Let's start with mentality. We are not "rebuilding" Iraq. We are "building" a new Iraq — from scratch. Not only has Saddam Hussein's army, party and bureaucracy collapsed, but so, too, has the internal balance between Iraqi Sunnis, Shiites and Kurds, which was held together by Saddam's iron fist. Also, the reporting on Iraq under Saddam rarely conveyed how poor and rundown Saddam had made it. Iraq today is the Arab Liberia. In short, Iraq is not a vase that we broke to remove the rancid water inside, and now we just need to glue it back together. We have to build a whole new vase. We have to dig the clay, mix it, shape it, harden it and paint it. (This is going to cost so much more than President Bush has told us.)

Which leads to the second point. Yes, we need more boots on the ground, but we also need the right mix: military police, experts in civilian affairs and officers who know how to innovate. Sure, there is still a guerrilla war to be won, but the main task today for U.S. soldiers in Iraq is political: helping towns get organized, opening schools and managing the simmering tensions between, and within, different ethnic groups. If Bulgarian or Polish troops can help do that, bring 'em on. If not, stay home.

Just ask Col. Ralph Baker, commander of the Second Brigade, who oversees two Baghdad districts. He and his officers have been conducting informal elections for local councils and getting neighborhoods to nominate their own trusted police.

"First we taught them how to run a meeting," he told me in his Baghdad office. "We had to teach them how to have an agenda. So instead of having this sort of group dialogue with no form, which they were used to, you now see them in council meetings raising their hands to speak. They get five minutes per member. It's basic P.T.A. stuff. We've taught them how to motion ideas and vote on them. . . . I have them prioritizing every school in their districts — which they want fixed first. I have to build credibility by making sure that every time they establish a priority, it gets done. That helps them establish credibility with their constituents. . . . There is a big education process going on here that is democratically founded. The faster we get Iraqis taking responsibility, the faster we get out of here."

And that leads to the third point: we need to get the 25-person Iraqi Governing Council to do three things — now. It must name a cabinet, so Iraqis are running every ministry; announce a 300,000-person jobs program, so people see some tangible benefits delivered by their own government; and offer to immediately rehire any Iraqi Army soldier who wants to serve in the new army, as long as he was not involved in Saddam's crimes. It was a huge — huge — mistake to disband the Iraqi Army and put all those unemployed soldiers on the streets, without enough U.S. troops to take their place.
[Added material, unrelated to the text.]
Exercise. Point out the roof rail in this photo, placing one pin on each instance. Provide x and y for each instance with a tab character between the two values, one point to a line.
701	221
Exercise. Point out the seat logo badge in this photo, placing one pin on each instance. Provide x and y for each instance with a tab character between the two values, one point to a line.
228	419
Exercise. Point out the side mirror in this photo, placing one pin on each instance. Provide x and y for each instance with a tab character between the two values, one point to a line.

Together, all of this would put much more of an Iraqi face on the government and security apparatus, and begin to reclaim the mantle of Iraqi nationalism for the new government, taking it away from Saddam loyalists — who are trying to make a comeback under the phony banner of liberating Iraq from foreign occupation.

Again, I have to repeat the dictum of Harvard's president, Larry Summers: "In the history of the world, no one has ever washed a rented car." Most Iraqis still feel they are renting their own country — first from Saddam and now from us. They have to be given ownership. If the Bush team is ready to put in the time, energy and money to make that happen — great. But if not, it's going to have to make the necessary compromises to bring in the U.N. and the international community to help.